La domanda più grande finora è stata se le valute digitali debbano essere classificate come titoli. Se è così, secondo le politiche che sono state in gioco per quasi un secolo, allora devono essere registrati presso la SEC. Mentre questo potrebbe essere il destino della maggior parte delle criptovalute, un venture capitalist ha motivo di credere che il bitcoin possa essere risparmiato dalla seccatura normativa.
Bitcoin incolume?
Un rapporto della CNBC tiene traccia delle opinioni del partner Spencer Bogart di Blockchain Capital. Bogart ritiene che "lungo uno spettro, il bitcoin sia il più lontano dall'essere un titolo di sicurezza da tutte le risorse crittografiche". Di conseguenza, dice Bogart, "è il meno probabile che subisca una repressione normativa".
La dichiarazione di Bogart arriva pochi giorni dopo che la SEC ha emesso una dichiarazione che stabilisce che le attività digitali classificate come titoli devono essere registrate.
Crypto supera il 'Howey Test'?
Per molte criptovalute, il futuro dipende dal fatto che siano considerati titoli dal governo degli Stati Uniti. Al fine di effettuare la determinazione, la SEC utilizza una metodologia nota come Howey Test.

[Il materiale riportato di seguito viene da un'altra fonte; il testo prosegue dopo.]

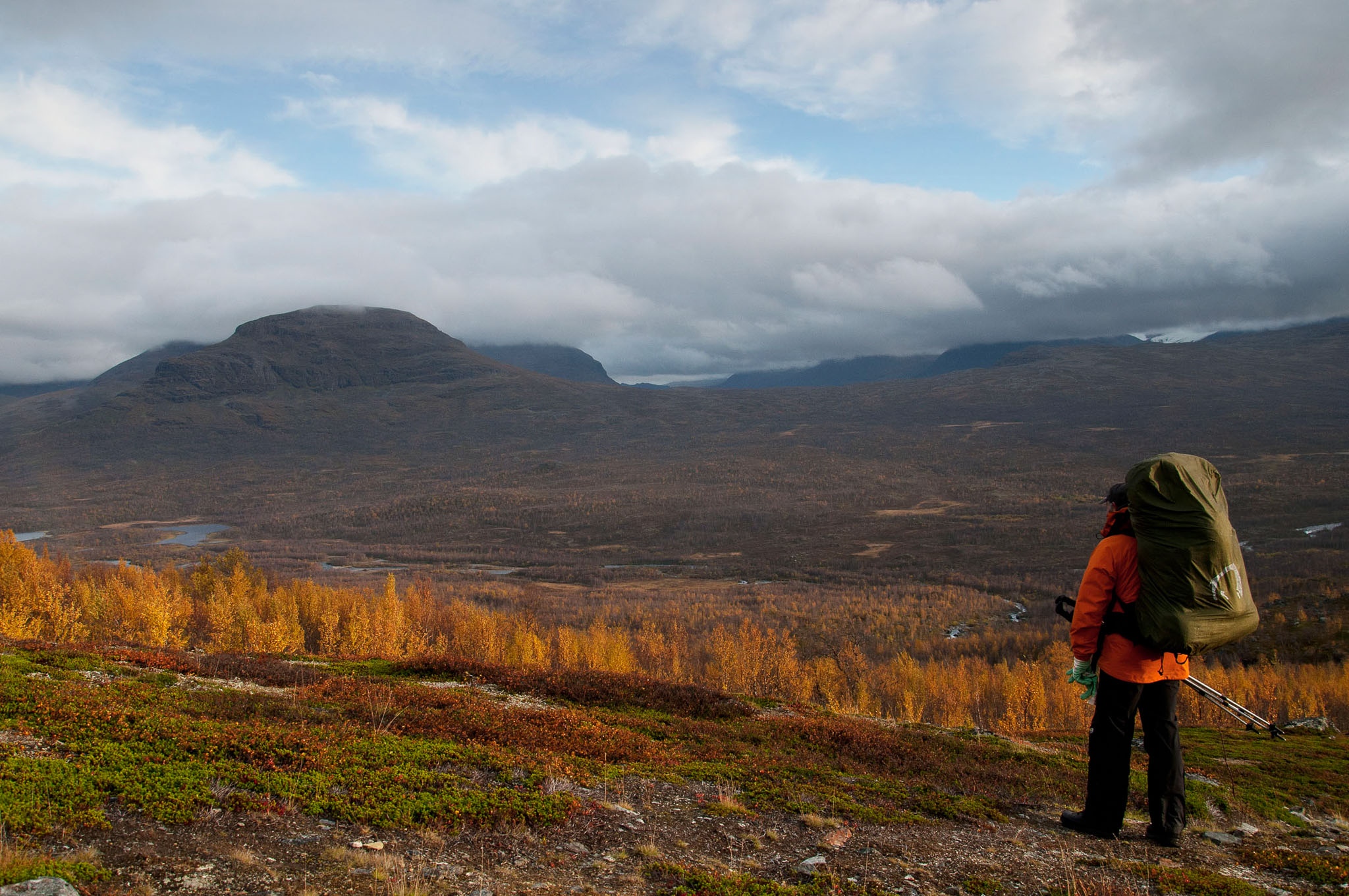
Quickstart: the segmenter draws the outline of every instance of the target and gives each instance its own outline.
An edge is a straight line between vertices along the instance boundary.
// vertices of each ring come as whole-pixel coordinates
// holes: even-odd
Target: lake
[[[220,525],[219,523],[200,523],[192,525],[161,525],[161,532],[178,532],[173,538],[166,538],[159,542],[159,544],[182,544],[183,547],[196,547],[205,542],[208,538],[216,532],[224,532],[228,525]]]

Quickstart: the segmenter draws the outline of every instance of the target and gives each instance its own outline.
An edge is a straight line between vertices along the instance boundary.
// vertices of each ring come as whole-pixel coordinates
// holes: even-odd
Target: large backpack
[[[1218,470],[1193,454],[1159,454],[1136,463],[1125,484],[1139,540],[1143,641],[1203,653],[1256,631],[1260,614]]]

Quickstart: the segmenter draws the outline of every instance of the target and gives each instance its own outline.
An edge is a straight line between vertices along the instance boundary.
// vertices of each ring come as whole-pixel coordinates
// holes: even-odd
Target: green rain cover
[[[1136,463],[1125,482],[1144,640],[1160,651],[1203,653],[1256,631],[1260,614],[1213,463],[1159,454]]]

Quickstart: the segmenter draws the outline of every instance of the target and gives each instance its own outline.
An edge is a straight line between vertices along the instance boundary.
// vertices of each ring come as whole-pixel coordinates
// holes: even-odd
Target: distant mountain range
[[[1214,333],[1203,341],[1219,341],[1246,335],[1240,331]],[[1032,349],[1055,349],[1067,346],[1130,346],[1141,345],[1144,340],[1136,335],[1110,335],[1081,340],[1041,340],[1021,342],[981,342],[948,349],[940,354],[867,354],[853,358],[830,358],[809,366],[782,368],[774,371],[745,371],[728,377],[710,377],[669,385],[638,383],[638,388],[720,388],[720,389],[764,389],[789,387],[851,385],[857,383],[884,383],[889,380],[916,380],[956,371],[973,371],[1002,364],[1009,356]],[[169,357],[205,348],[194,342],[170,342],[151,349],[130,361],[124,361],[94,380],[70,380],[53,383],[0,384],[0,404],[7,402],[59,392],[86,385],[100,387],[100,395],[111,395],[109,388],[127,388],[144,381],[154,373],[155,365]],[[604,365],[585,352],[552,344],[511,344],[472,345],[479,354],[525,371],[568,380],[571,383],[604,383],[618,385],[604,369]],[[105,395],[107,393],[107,395]]]
[[[604,365],[585,354],[580,349],[567,345],[537,345],[526,342],[521,345],[472,345],[479,354],[486,354],[505,364],[556,376],[558,380],[572,383],[608,383],[618,385],[608,377]]]
[[[1296,527],[1342,519],[1346,356],[1338,321],[983,346],[951,362],[996,366],[928,357],[831,389],[637,389],[506,364],[405,311],[316,307],[0,407],[0,527],[117,551],[101,527],[201,516],[255,550],[716,555],[746,575],[893,544],[934,574],[1010,574],[1081,565],[1064,534],[1094,531],[1099,490],[1183,450],[1246,489],[1244,538],[1303,550]]]

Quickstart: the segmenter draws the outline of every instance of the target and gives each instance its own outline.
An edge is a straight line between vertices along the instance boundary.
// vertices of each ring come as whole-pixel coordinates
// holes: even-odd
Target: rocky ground
[[[1257,870],[1238,860],[1240,850],[1291,845],[1331,858],[1349,853],[1349,825],[1340,819],[1321,819],[1296,834],[1278,822],[1280,830],[1226,838],[1190,831],[1180,849],[1161,849],[1143,837],[1139,821],[1130,821],[1118,841],[1067,833],[1056,823],[1059,806],[1025,806],[1008,822],[854,826],[812,815],[726,814],[733,800],[697,787],[630,780],[626,800],[576,791],[587,808],[552,830],[444,837],[305,815],[214,810],[196,823],[158,825],[139,814],[109,812],[108,830],[49,846],[58,857],[97,850],[112,880],[90,887],[93,893],[258,896],[654,893],[673,883],[653,873],[657,862],[780,883],[805,881],[813,870],[840,885],[913,895],[1147,892],[1136,862],[1214,872],[1282,896],[1338,888]]]

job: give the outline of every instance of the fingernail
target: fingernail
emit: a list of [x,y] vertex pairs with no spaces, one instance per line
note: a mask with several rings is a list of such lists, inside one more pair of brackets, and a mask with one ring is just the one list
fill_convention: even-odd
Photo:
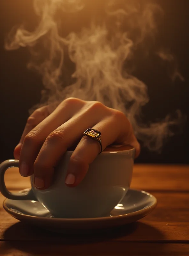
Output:
[[45,187],[45,181],[42,179],[35,177],[35,186],[37,188],[42,188]]
[[20,167],[20,173],[22,176],[27,176],[29,173],[29,167],[26,163],[22,162]]
[[67,176],[65,183],[68,185],[72,185],[75,181],[75,176],[72,173],[69,173]]
[[19,144],[17,145],[15,147],[15,148],[21,148],[22,147],[22,143],[19,143]]

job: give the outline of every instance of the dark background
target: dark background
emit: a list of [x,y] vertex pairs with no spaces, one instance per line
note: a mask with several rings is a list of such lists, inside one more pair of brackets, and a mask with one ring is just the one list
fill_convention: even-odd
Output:
[[[164,68],[157,66],[153,58],[144,67],[142,55],[139,54],[135,74],[147,85],[150,98],[143,109],[146,122],[163,118],[178,109],[189,117],[189,1],[156,2],[165,12],[157,44],[161,42],[177,56],[185,81],[177,80],[172,83],[168,79]],[[41,77],[27,68],[30,58],[27,49],[9,52],[5,51],[4,46],[5,36],[13,26],[30,20],[34,26],[32,1],[1,0],[0,17],[0,160],[2,161],[13,157],[14,147],[19,141],[28,116],[28,110],[39,102],[42,87]],[[149,152],[142,148],[136,162],[189,164],[189,131],[188,120],[182,134],[169,139],[161,154]]]

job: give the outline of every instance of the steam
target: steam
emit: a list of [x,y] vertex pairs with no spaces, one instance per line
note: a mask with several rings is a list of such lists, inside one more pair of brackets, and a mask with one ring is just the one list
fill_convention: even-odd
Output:
[[[95,1],[88,2],[92,4]],[[83,11],[86,0],[34,0],[35,12],[40,18],[38,26],[32,32],[23,26],[13,28],[5,45],[8,50],[27,47],[32,57],[28,68],[42,77],[44,90],[41,102],[30,113],[47,104],[53,110],[68,97],[97,100],[125,113],[144,145],[152,150],[161,150],[164,139],[174,134],[171,128],[180,124],[181,113],[178,111],[174,118],[168,115],[161,122],[143,124],[141,108],[149,100],[147,85],[132,75],[130,68],[124,67],[134,57],[137,47],[149,38],[154,40],[157,17],[163,14],[151,1],[144,1],[142,4],[141,2],[105,0],[103,8],[106,15],[102,24],[92,19],[89,28],[81,28],[79,32],[71,32],[64,37],[60,33],[64,14]],[[60,11],[61,20],[57,18]],[[74,82],[69,84],[62,82],[67,52],[75,65],[72,76]],[[162,50],[157,54],[171,67],[173,80],[183,80],[172,55]]]

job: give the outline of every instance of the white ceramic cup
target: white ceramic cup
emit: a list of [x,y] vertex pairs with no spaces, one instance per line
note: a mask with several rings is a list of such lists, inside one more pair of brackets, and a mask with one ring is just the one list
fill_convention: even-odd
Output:
[[[65,176],[72,152],[67,151],[55,172],[52,185],[39,190],[34,185],[28,192],[12,193],[4,183],[4,174],[8,168],[18,167],[19,161],[7,160],[0,165],[0,191],[7,198],[38,201],[55,217],[95,218],[106,216],[125,196],[131,183],[134,149],[114,148],[99,155],[89,166],[81,183],[75,188],[67,187]],[[125,149],[126,148],[126,149]]]

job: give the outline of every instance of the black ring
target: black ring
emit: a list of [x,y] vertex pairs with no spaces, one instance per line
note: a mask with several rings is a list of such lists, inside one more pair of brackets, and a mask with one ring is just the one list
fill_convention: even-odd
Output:
[[102,135],[100,132],[90,128],[89,129],[87,129],[84,132],[83,132],[83,134],[84,135],[85,135],[86,136],[87,136],[92,140],[94,140],[99,143],[101,147],[101,151],[99,154],[100,154],[101,153],[102,153],[102,146],[101,140],[100,139]]

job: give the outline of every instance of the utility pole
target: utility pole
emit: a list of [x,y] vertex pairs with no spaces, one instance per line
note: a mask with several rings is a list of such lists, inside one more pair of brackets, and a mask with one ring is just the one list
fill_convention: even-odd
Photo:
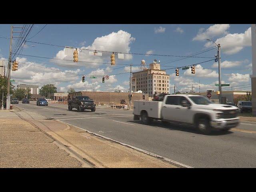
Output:
[[132,64],[130,64],[130,104],[132,104]]
[[219,62],[219,91],[220,92],[220,95],[219,98],[219,103],[221,104],[222,101],[222,93],[221,93],[221,73],[220,67],[220,44],[218,44],[218,60]]
[[11,26],[11,38],[10,44],[10,54],[9,55],[9,60],[8,62],[8,85],[7,87],[7,96],[6,98],[6,110],[10,109],[10,86],[11,78],[11,63],[12,62],[12,36],[13,32],[13,26]]
[[174,94],[175,94],[175,84],[174,84]]

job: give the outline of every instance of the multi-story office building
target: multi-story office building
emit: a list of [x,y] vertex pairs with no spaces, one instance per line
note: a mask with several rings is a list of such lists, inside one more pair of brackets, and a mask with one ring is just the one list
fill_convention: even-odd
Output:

Questo test, creato dalla Corte Suprema degli Stati Uniti, chiede se gli investitori "contribuiscano o meno a un'impresa comune con l'aspettativa di profitto", che viene guadagnato esclusivamente attraverso "gli sforzi degli altri", ha spiegato Bogart.
Bogart ritiene che il bitcoin non soddisfi i requisiti del test Howey. "Nel caso del bitcoin, non è mai stato così", ha detto. "Nessuno ha lanciato bitcoin e ha detto… 'Ti venderò il 20% delle monete per un prezzo specifico.'"
Piuttosto, Bogart descrive la crescita della più grande valuta digitale del mondo come più organica. "Il software è stato lanciato nel mondo. Le persone hanno iniziato il mining e sono cresciute", ha detto. "Non esiste un'impresa centrale che riceve i soldi che gli investitori pagano per bitcoin e distribuiscono". La SEC non ha ancora rilasciato una dichiarazione finale relativa al bitcoin. (Vedi di più: Howey Test: analisi completa.)